L’amour en chemin – 2/5

L’article précédent suggérait une définition des différentes formes d’amour. Peut-être vous a-t-il laissé sur votre faim en ce qui concerne la passion qui caractérise la relation amoureuse. Il semble qu’elle comporte différents aspects et qu’elle peut prendre différentes formes.

 amourenchemin

Je choisis d’en distinguer l’attirance physique, la relation fusionnelle, la passion amoureuse, la relation amoureuse et l’État d’amour

L’attirance physique mutuelle bien que paraissant inexplicable, est assez claire dans son objet. Elle est attirance pour le plaisir à obtenir avec l’autre : l’objet, c’est le plaisir, pas l’autre.

Elle peut donc se passer de sentiments, mais peut se confondre avec le sentiment d’amour. Même s’il n’y a pas à écarter qu’elle puisse évoluer ainsi, je crois qu’il est important de voir ce qu’elle est, donc de voir clair en soi, et d’être clair avec l’autre.

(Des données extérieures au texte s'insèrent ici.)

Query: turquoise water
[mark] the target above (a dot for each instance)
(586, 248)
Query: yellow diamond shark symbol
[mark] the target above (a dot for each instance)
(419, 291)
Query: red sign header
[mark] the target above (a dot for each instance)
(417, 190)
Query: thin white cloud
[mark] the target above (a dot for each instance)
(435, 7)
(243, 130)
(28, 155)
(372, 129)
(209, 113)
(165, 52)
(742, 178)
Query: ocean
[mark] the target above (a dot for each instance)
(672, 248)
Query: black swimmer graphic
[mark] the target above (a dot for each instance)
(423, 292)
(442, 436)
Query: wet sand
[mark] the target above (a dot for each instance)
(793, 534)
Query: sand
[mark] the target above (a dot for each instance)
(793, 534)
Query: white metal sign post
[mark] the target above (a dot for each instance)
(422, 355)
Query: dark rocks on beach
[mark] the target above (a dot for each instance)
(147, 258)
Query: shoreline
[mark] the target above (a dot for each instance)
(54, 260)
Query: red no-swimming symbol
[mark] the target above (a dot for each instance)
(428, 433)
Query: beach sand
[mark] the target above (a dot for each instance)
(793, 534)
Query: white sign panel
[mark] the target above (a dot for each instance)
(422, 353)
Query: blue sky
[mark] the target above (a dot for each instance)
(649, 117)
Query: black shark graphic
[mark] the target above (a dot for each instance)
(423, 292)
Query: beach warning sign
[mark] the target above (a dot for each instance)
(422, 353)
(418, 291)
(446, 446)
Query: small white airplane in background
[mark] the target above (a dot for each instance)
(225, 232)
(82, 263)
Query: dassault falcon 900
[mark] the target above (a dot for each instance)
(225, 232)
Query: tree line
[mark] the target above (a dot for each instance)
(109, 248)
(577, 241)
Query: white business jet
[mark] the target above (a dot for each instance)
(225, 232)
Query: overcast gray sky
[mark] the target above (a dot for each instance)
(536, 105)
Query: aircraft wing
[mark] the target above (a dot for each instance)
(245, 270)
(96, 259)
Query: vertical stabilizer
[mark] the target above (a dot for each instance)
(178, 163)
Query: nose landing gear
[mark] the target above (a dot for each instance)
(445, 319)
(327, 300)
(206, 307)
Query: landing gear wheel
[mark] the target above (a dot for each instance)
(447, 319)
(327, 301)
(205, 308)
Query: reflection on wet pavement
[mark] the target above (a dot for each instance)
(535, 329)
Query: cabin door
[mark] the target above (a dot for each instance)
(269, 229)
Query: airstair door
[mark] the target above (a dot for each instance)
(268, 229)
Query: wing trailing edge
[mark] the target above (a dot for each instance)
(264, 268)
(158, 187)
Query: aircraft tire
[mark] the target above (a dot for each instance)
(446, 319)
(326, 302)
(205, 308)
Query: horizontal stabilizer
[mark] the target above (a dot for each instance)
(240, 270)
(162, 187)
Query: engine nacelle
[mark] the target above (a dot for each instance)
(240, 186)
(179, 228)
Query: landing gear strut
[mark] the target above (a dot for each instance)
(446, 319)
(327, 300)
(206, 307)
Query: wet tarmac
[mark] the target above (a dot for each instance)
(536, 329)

Dans cette clarté, si elle est passagère, je suppose qu’elle peut être l’occasion d’inscrire de très bons souvenirs, pour être bien avec eux, dans la fin de la vie.

Il me semble que cette éventualité s’est raréfiée depuis l’apparition du sida, et que la représentation de la vie sexuelle s’en est trouvée modifiée.

Je n’engage dans cette réflexion, ni le don de fidélité (qui ne peut être exigé), ni l’évaluation morale qui accompagne habituellement les questions de sexualité.

Je m’intéresse aux ‘’représentations’’, le plus souvent inconscientes, et plus particulièrement à celles qui participent au désir-devenir.

À supposer que le sida n’existe pas, il se pourrait qu’il n’y ait pas davantage d’aventures, ou de changements de partenaire.

Mais la représentation de l’éventualité que cela se produise, consciente ou non, serait plus naturelle, plus fréquente et plus importante.

Ce qui correspond au capital désir-plaisir potentiel, qui se trouve de nouveau réduit.

La relation fusionnelle se caractérise par l’absence d’autonomie des partenaires, il me semble qu’elle participe de l’illusion de possession mutuelle. Elle est exclusivité des affects et des pensées. Chacun s’impose ou se soumet à l’autre. Elle s’organise en stratégie dominé-dominant/prise en charge-dépendance selon un mode alternatif. Pendant un temps substitut d’une relation heureuse, elle devient rapidement prison, puis enfer.

La psychanalyse propose qu’elle s’appuie sur le transfert, rémanence de l’histoire affective avec les parents, et son contenu ambivalence haine/amour (je te déteste de ne pas m’aimer totalement ou de t’aimer tant que je ne vis plus, moi. Ou : tu vis = je meurs /je vis = tu meurs).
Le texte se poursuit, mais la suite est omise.